Tödlicher American-Bully-Angriff: Warum Deutschlands Hundegesetze versagen
Tödlicher American-Bully-Angriff: Warum Deutschlands Hundegesetze versagen
Ein tödlicher Hundebiss in Niedersachsen hat die Debatte über die rassenspezifischen Hundegesetze in Deutschland neu entfacht. Letzte Woche wurde ein 33-jähriger Mann in Lohne von seinem eigenen American Bully XL getötet. Zwar ist diese Rasse in Deutschland offiziell weder anerkannt noch als gefährlich eingestuft, doch ihre Ursprungsrassen – der American Pit Bull Terrier und der American Staffordshire Terrier – unterliegen in mehreren Bundesländern strengen Auflagen.
Bundesweit ist bereits der Import von Pit Bull Terriern, Staffordshire Bull Terriern, American Staffordshire Terriern und Bull Terriern verboten. Die Haltungsvorschriften variieren jedoch je nach Land. Zwölf der 16 Bundesländer führen rassenspezifische Listen, wobei vier davon zwischen "von Natur aus gefährlich" und "potenziell gefährlich" unterscheiden.

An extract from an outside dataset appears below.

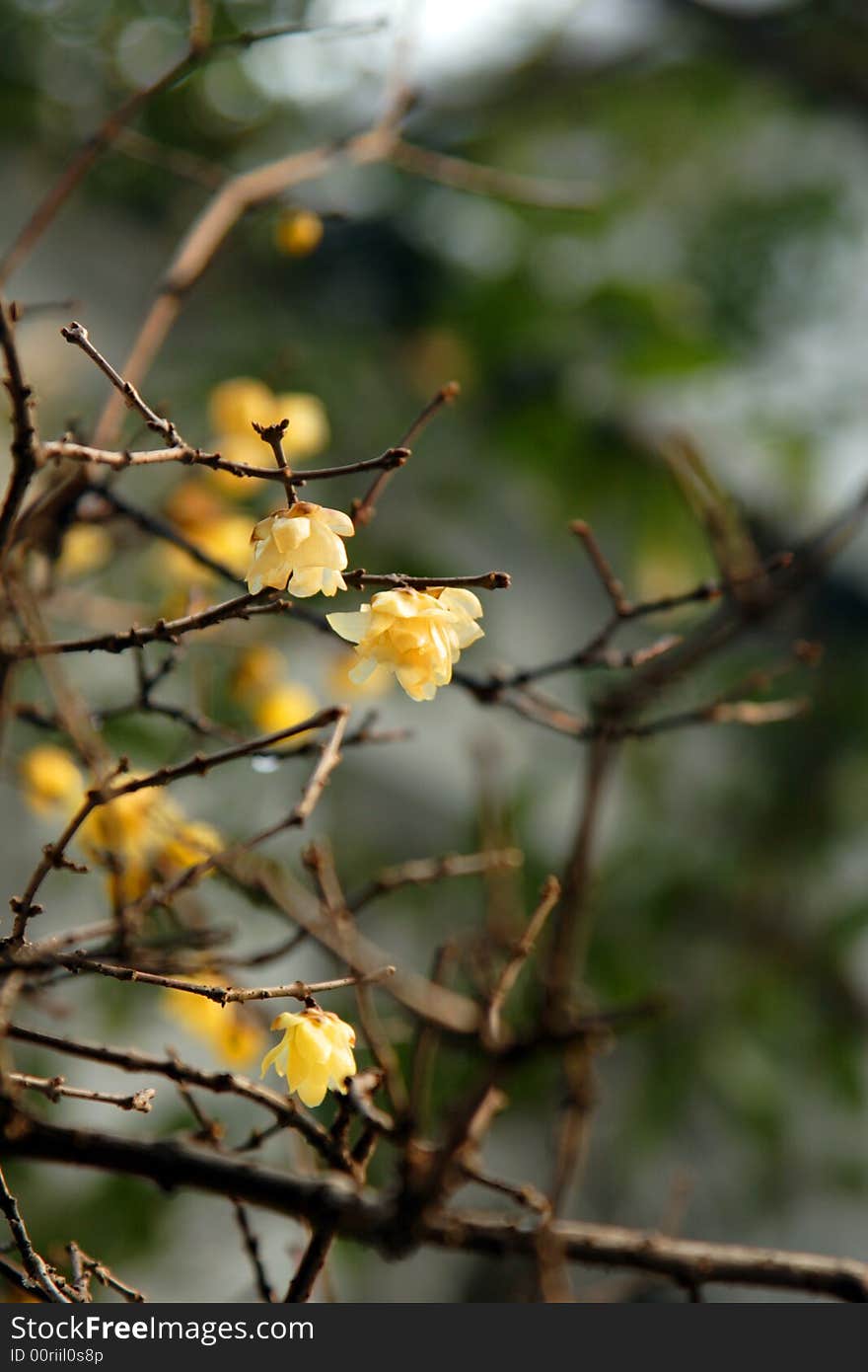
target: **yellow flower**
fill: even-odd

Nordrhein-Westfalen (NRW) zählt zu den strengsten Bundesländern: Hier gelten Pit Bull Terrier, American Staffordshire Terrier, Staffordshire Bull Terrier, Bull Terrier und deren Mischlinge als gefährlich. Halter müssen eine Genehmigung vorweisen, Sachkunde nachweisen, Zuverlässigkeit belegen und ein polizeiliches Führungszeugnis vorlegen. Verstöße können mit Bußgeldern bis zu 10.000 Euro oder sogar zwei Jahren Haft bestraft werden. Zudem stuft NRW bestimmte Rassen als "potenziell gefährlich" ein, für die ähnliche Auflagen gelten.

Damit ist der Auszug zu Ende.